Buttermilk White Bread

First published in 1973, Beard on Bread by James A. Beard is a classic that got many of us of a certain age interested in the art of baking bread. The fact that the book was still in print in 2008 when I bought my 1995 paperback edition attests to its popularity. It does, however, share a major shortcoming with nearly every other American cookbook: all the measurements are by volume in Imperial units. This makes the recipes needlessly difficult to reproduce accurately and almost impossible to scale successfully.  So, I have taken to adapting—reverse engineering, if you will—my favorite recipes from this book into baker’s percentages and gravimetric metric units. You need not become completely fluent in the metric system to use these recipes; just buy a digital scale that reads in metric units. In fact, you can even buy a baker’s scale that lets you work directly from baker’s percentages.

The first step in converting the recipe is to change the volumetric units to metric weights.

 

Ingredient

Recipe amount

Metric weight

Active dry yeast

2 packages

14 grams

Granulated sugar

1 Tablespoon

12 grams

Warm water

½ cup

113 grams

Unbleached bread flour

4 cups

508 grams

Salt*

1 Tablespoon

17 grams

Unsalted butter

3 Tablespoons

42 grams

Buttermilk

1 to 1½ cups

240 to 360 grams

* assumes table salt, kosher salt has a somewhat different density.

 

Now one can calculate the baker’s percentages of the ingredients. I chose to use the lower amount of buttermilk which results in a hydration ratio of 69%, which is about right for this sort of bread. Also, I converted the buttermilk to equivalent amounts of water and dry buttermilk powder. I rearranged the order of the ingredients to make the baker’s percentages clearer.

 

Ingredient

Metric weight

Percentage

Unbleached bread flour

508 grams

100%

Warm water

353 grams

69%

Buttermilk powder

30 grams

6%

Granulated sugar

12 grams

2.3%

Active dry yeast

14 grams

2.7%

Salt

17 grams

3.3%

Unsalted butter

42 grams

8%

 

Since I want to scale up the recipe, I need to calculate the total percentages. They come to 191.3%. To make four 500-gram loaves, then, I need 1045 grams of flour (2000g/1.913). The baker’s percentages let me easily calculate the needed weight of each of the remaining ingredients. And I rearranged the ingredients again, this time into the order they are used. Note my usual caveat: the Imperial units are roughly equivalent to the metric ones but the two are not interchangeable.

Ingredients

 

Water

721 grams

3¼ cups

Granulated sugar

24 grams

2 Tablespoons

Dry yeast

28 grams

4 packages

Unsalted butter, melted

84 grams

5½ Tablespoons

Unbleached bread flour

1045 grams

8 cups

Buttermilk powder

63 grams

½ cup

Salt

34 grams

1¾ Tablespoons

Method

Weight the first four ingredients into the bowl of a heavy-duty stand mixer and stir to combine. Add the dry ingredients and knead with the dough hook for about 10 minutes on the recommended power setting. Turn the dough out onto a floured surface—it will be rather sticky—and with floured hands form into a ball.  

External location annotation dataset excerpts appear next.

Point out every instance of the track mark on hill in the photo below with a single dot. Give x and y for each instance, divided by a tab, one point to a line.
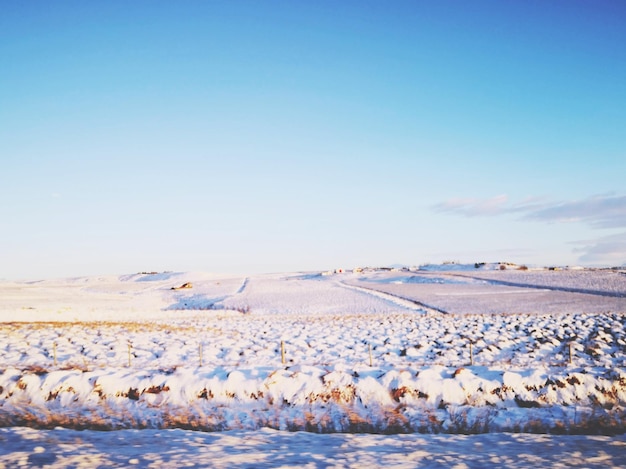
406	303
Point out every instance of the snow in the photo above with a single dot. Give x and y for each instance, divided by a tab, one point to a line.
444	361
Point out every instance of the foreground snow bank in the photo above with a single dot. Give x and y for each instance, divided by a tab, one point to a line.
60	448
319	399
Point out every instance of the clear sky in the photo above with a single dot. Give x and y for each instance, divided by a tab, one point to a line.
268	136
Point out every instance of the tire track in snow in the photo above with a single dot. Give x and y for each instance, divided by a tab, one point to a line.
395	299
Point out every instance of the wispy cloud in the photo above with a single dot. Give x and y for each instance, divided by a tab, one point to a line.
599	211
608	250
475	207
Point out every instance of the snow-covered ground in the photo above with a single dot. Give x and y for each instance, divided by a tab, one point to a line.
455	351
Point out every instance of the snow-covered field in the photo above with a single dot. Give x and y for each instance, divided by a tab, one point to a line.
411	354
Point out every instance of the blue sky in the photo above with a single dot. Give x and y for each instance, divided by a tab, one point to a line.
280	136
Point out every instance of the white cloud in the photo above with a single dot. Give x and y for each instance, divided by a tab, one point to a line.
608	250
599	211
475	207
606	211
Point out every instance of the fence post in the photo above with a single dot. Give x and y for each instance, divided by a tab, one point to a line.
569	348
282	351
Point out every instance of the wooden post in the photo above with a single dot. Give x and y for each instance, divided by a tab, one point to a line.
569	348
282	351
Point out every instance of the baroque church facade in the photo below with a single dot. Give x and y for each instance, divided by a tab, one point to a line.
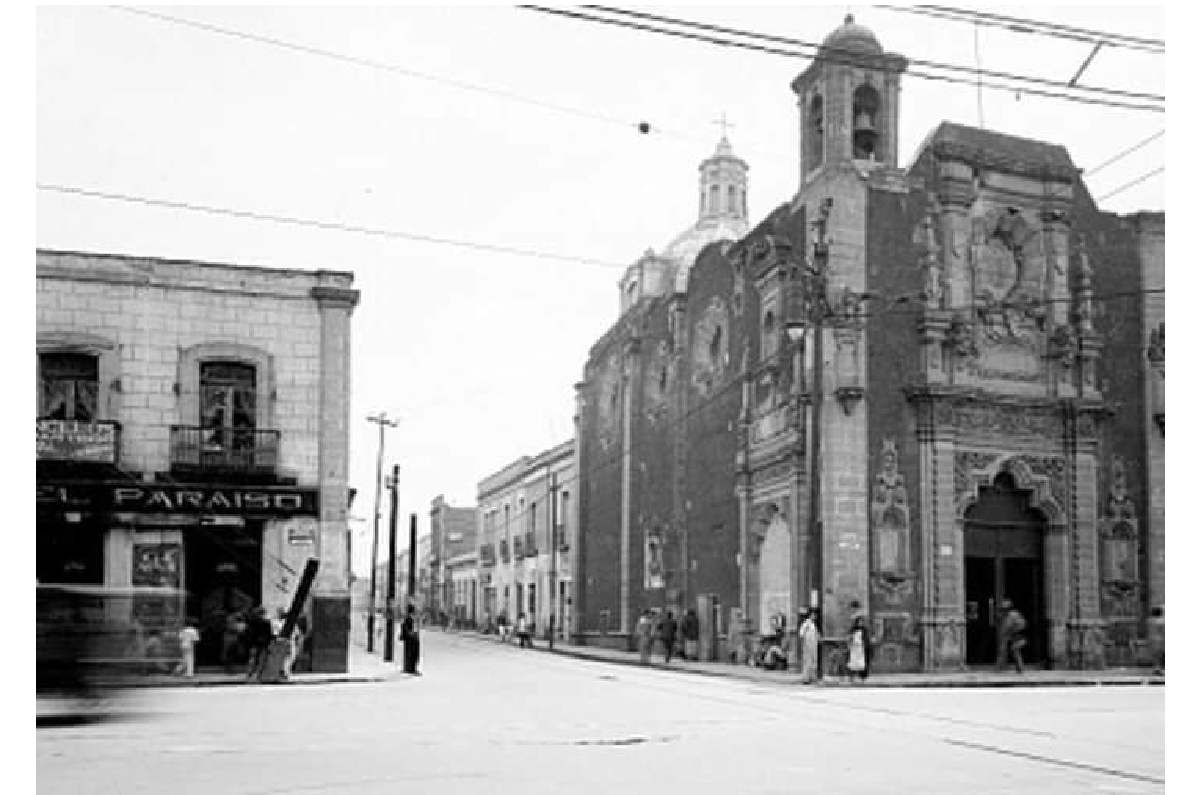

Pour enough oil into a large earthenware or glass bowl to just cover the bottom. Add the dough and roll it around so that it is evenly coated with the oil. Cover loosely with a piece of plastic wrap set directly on the dough and cover the bowl with a kitchen towel. Set aside to proof until doubled in size, about one to one and a half hours depending on the temperature.

At the end of proofing, punch down the dough and divide it into four equal parts. Form the loaves and place them in lightly-oiled pans. Cover with a towel and allow to rise again until the dough is just above the sides of the pan.

Bake in a preheated 190°C (375°F) for about 40 minutes. (I use the convect pastry setting on my convection oven). The best way to determine doneness is with a thermometer; the center of the loaf should be between 95°C (200°F) and 100°C (212°F).